According to NCASEF Chairman Jay Singh, “It seems clear 7-Eleven’s leadership in Dallas and Tokyo are not interested in the best interest of franchise owners. We continue to see the company taking steps that benefit its income statement and balance sheet without consideration for store-level profits.”
NCASEF said it believes a change in corporate leadership would help make the company “more appealing” to new and existing franchisees. “Leadership has failed to establish a collaborative, transparent way of doing business with its franchise owners,” Singh said. “As a result, people are not rushing in to buy available stores.”
The group also claims that “franchisees are leaving the system, creating a glut of available stores across the nation.”

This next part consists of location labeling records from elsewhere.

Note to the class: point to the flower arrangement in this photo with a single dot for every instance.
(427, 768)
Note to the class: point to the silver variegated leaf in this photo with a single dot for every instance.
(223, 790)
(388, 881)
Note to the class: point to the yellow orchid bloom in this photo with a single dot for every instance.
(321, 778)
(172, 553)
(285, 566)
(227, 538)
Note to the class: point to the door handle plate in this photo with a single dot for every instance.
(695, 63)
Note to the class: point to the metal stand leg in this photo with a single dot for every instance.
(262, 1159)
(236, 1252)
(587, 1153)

According to NCASEF, publicly available franchising data from 7-Eleven shows that 18% of 7-Eleven stores in the United States are available for franchising. Since April 2018, the number of available stores has increased more than 57%, from 999 to 1,578, and stores owned by a franchisee and put up for sale (known as goodwill stores) have increased more than 314% in Illinois, 95% in California, 84% in Virginia, 60% in Washington and 39% in New York. Completed sales of franchised stores more than quadrupled from 2013 to 2018, and turnover of franchised stores due to terminations, nonrenewals and abandonments doubled from 150 in 2013 to 314 in 2018.
In a statement provided to CSP Daily News, 7-Eleven said, “We are proud of the recent growth toward our goal to double the size of the system by 2027. Through the acquisition of over 1,000 Sunoco stores as well as organic new store growth, we now have 1,385 stores available to be franchised. That’s 185 more stores than this time last year, with 158 of those coming from the Sunoco deal, providing more opportunity for franchisees to grow their businesses or new entrepreneurs to join the system.”

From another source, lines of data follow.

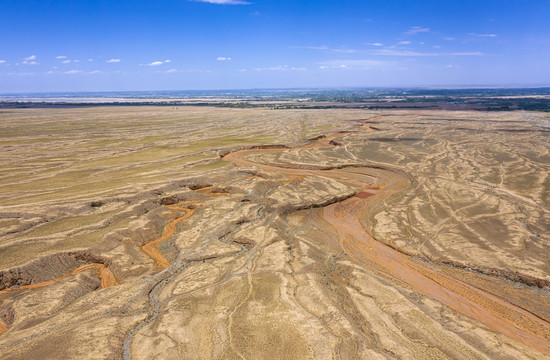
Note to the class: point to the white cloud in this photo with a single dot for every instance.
(157, 63)
(361, 64)
(326, 48)
(224, 2)
(416, 29)
(392, 52)
(30, 60)
(281, 68)
(482, 35)
(20, 74)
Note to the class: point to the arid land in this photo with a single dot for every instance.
(152, 232)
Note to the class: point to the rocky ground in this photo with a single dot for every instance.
(167, 233)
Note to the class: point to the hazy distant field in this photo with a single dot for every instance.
(369, 234)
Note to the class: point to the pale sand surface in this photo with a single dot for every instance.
(150, 233)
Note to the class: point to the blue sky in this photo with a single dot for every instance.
(107, 45)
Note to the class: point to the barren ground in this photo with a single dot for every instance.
(166, 233)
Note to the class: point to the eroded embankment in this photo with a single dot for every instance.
(430, 280)
(51, 269)
(151, 248)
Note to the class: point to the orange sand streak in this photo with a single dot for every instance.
(3, 327)
(357, 243)
(151, 248)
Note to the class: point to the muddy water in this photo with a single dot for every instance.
(428, 280)
(151, 248)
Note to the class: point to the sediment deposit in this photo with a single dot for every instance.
(153, 232)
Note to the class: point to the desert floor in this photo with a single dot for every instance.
(216, 233)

The gross margin for franchisees has been declining, NCASEF said, yet 7-Eleven has started taking a bigger portion of the declining gross revenues, the group claimed. The new 2019 franchise agreement calls for a much steeper gross-profit split, with a marginal rate as high as 59% in favor of the company, directly hitting high-performing stores in California and New York, said the group.
“During the past 10 years, the 7-Eleven brand has generated over $15 billion in earnings for franchisees across the country,” 7-Eleven said in its statement. “In fact, average franchisee gross income is at an all-time high. The opportunity with the brand is tremendous, as attested by the 4,700 franchisees that signed a new 15-year franchise agreement in the last 12 months and continued robust interest from entrepreneurs looking to franchise with this system.”
Franchisees are also required to purchase 85% of their products from 7-Eleven’s supply chain, which does not guarantee the lowest cost of goods, said NCASEF.
“The corporation benefits from the supply chain, even as store-level profits are sinking,” Singh said. “And now with the new 7Rewards program, franchisees are under pressure to sell food and beverages at a discount.”
The criticism is the latest round in a contentious relationship between the c-store retailer and some of its store owners. NCASEF has issues with 7-Eleven’s new franchise agreement, which the group said gives 7-Eleven more control over its operators. NCASEF’s board took a vote of “no confidence” in 7-Eleven management in late 2018, and it urged its members to boycott 7-Eleven’s annual trade show.
San Antonio-based NCASEF is the national trade association for 7-Eleven franchisees, representing the owners of nearly 7,000 franchised locations in the United States.
Irving, Texas-based 7-Eleven Inc., a unit of Seven & i Holding Co. Ltd., Tokyo, operates, franchises or licenses more than 66,000 stores in 17 countries, including about 9,100 in the United States. 7-Eleven is No. 1 in CSP’s2019 Top 202 ranking of c-store chains by number of company-owned retail units.